And, of course, even barring slavery, there are a number of conditions that fail to quality as "slavery" only by the thinnest of technicalities. Indentured servitude, debt bondage, serfdom, etc. are all "slavelike" conditions that persisted even in areas where slavery itself was uncommon or illegal.
In historical times, it's sometimes staggering to realize how many people lived in slavery. 25-35% of the Roman population were slaves, according to some estimates. In the early middle ages, shortly after the Norman conquest, 10% of Englishmen were slaves. At roughly the same time, as much as half of the population of lower Iraq may have been black slaves from Zanj (and when the Zanj slave revolts happened, the Islamic caliphates turned to the Christian southest for its slave; taking millions of slaves from the Balkans.) Over a million Europeans were captured in the heyday of the Barbary pirates and enslaved. In the west African polities of the last few hundred years, including Ghana, Mali, Segou, and Songhai as many as a third of the population are estimated to have been slaves. Slavery was still legal and widely practiced in the Ottoman Empire and China as late as about 1910 or so, and illegal or not, persisted beyond that. The list goes on and on.

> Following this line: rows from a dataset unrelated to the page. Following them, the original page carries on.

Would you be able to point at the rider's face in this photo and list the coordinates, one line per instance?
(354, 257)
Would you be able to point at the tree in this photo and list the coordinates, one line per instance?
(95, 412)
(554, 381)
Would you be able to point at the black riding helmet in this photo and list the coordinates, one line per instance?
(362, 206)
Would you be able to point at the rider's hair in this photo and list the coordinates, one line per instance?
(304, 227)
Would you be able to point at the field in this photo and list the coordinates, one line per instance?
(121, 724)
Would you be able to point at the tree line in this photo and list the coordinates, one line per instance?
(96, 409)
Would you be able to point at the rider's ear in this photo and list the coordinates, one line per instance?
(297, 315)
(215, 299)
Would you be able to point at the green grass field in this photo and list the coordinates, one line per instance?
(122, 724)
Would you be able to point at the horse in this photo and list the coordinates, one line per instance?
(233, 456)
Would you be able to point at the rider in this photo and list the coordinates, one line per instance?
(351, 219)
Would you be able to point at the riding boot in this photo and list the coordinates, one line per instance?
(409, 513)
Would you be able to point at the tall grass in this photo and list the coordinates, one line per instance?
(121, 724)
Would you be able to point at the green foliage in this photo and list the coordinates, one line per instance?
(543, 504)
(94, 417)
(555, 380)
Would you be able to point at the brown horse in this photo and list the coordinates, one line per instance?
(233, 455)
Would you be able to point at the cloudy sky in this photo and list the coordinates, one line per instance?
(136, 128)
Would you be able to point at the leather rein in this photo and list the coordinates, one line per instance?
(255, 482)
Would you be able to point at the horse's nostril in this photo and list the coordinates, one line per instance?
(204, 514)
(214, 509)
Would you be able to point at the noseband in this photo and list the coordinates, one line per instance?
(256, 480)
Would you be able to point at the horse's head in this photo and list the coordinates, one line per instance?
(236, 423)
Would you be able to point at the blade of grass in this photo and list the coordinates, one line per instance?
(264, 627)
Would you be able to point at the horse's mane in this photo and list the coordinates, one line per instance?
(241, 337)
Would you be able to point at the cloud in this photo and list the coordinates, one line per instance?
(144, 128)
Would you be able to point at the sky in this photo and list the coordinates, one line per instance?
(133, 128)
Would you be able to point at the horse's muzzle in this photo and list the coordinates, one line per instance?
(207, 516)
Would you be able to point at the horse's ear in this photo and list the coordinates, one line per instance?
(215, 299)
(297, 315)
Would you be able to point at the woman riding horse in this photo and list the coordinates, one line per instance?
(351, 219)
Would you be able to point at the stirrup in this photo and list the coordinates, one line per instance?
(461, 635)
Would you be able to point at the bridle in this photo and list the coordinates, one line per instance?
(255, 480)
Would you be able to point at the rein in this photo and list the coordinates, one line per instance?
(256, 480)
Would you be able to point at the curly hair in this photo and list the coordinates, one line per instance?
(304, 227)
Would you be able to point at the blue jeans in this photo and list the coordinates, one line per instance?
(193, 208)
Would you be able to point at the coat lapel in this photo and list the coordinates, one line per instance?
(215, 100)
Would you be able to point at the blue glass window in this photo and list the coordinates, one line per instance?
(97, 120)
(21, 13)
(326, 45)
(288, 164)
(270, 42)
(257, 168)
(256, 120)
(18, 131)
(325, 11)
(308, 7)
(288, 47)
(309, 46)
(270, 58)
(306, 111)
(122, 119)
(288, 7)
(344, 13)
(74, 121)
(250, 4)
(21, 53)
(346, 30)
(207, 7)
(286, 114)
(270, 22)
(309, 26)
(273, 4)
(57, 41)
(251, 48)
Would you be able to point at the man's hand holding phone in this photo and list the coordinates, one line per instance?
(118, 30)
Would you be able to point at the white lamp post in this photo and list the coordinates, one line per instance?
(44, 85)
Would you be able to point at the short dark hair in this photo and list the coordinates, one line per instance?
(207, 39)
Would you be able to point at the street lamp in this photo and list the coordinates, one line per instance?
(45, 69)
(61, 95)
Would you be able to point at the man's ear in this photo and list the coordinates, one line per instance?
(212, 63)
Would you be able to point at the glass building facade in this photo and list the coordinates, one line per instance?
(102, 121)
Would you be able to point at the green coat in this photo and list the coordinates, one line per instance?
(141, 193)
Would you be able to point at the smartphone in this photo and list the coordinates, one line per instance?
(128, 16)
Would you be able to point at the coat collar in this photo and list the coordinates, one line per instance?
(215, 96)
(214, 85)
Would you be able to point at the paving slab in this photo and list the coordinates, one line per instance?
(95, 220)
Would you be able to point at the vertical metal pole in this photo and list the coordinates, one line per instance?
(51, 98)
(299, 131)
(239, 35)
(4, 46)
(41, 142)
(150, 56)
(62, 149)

The philosophical idea, originally popularized in America and Western Europe of the native dignity of the individual, inalienable rights, and the notion that all men were created equal (or at least should be empowered by equal opportunity) is one that we take for granted today, and I'm certainly glad of that (not least because I'm a direct beneficiary of such philosophies) but it shouldn't be forgotten that it's also an idea that would be very foreign to most people who have lived on the earth throughout it's history. Not only foreign, but unpalatable and even dangerous, even to slaves themselves, in many instances. Not that slaves were always enamored of their condition; the very frequent reports of miserable conditions, slave revolts, and more certainly would prove any such notion as absurd--but that doesn't mean that slaves saw the institution of slavery itself as the problem; rather their own circumstances therein was what they were unhappy about.
Anyway, why is it that I'm saying this? Slavery exists in the Dark•Heritage setting, that's why. Not only does it exist, it's widespread and not a single society or culture doesn't practice some form of it. The most liberal and enlightened approach would be that it's illegal to enslave it's own citizens (or the citizens of allied states) except in the case of debt slaves, sentenced criminals, prisoners of war, etc. Many societies don't even practice that, of course--they happily pursue slave-taking raids and expeditions, and the slave trade and slave labor is a huge portion of what makes their economy prosperous.
I've often described Dark•Heritage as dark fantasy. That's a little bit of a nebulous term, though. What exactly does it mean? Many definitions that I've seen (including Wikipedia's) say that it's a juxtoposition of the horror and fantasy genres. However, I think there's a lot more to it than that--in other ways it can also deviate from the buccolic, romanticized Medievalism that was so prevalent early in the genre and which persists stubbornly today. In Dark•Heritage, there's no such thing as a philosophy that lauds the dignity of the individual. Human life is cheap and relatively valueless. Indeed, many people are considered less useful or worthy of preservation than that of an individual bison or horse. Slavery drives home the theme that Dark•Heritage is not a happy-go-lucky high fantasy; it is a gritty, dangerous, sword & sorcery and dark fantasy setting where life is fast and cheap, and there are few (if any) to mourn those who fail for whatever reason to make the most out of their lives that they can.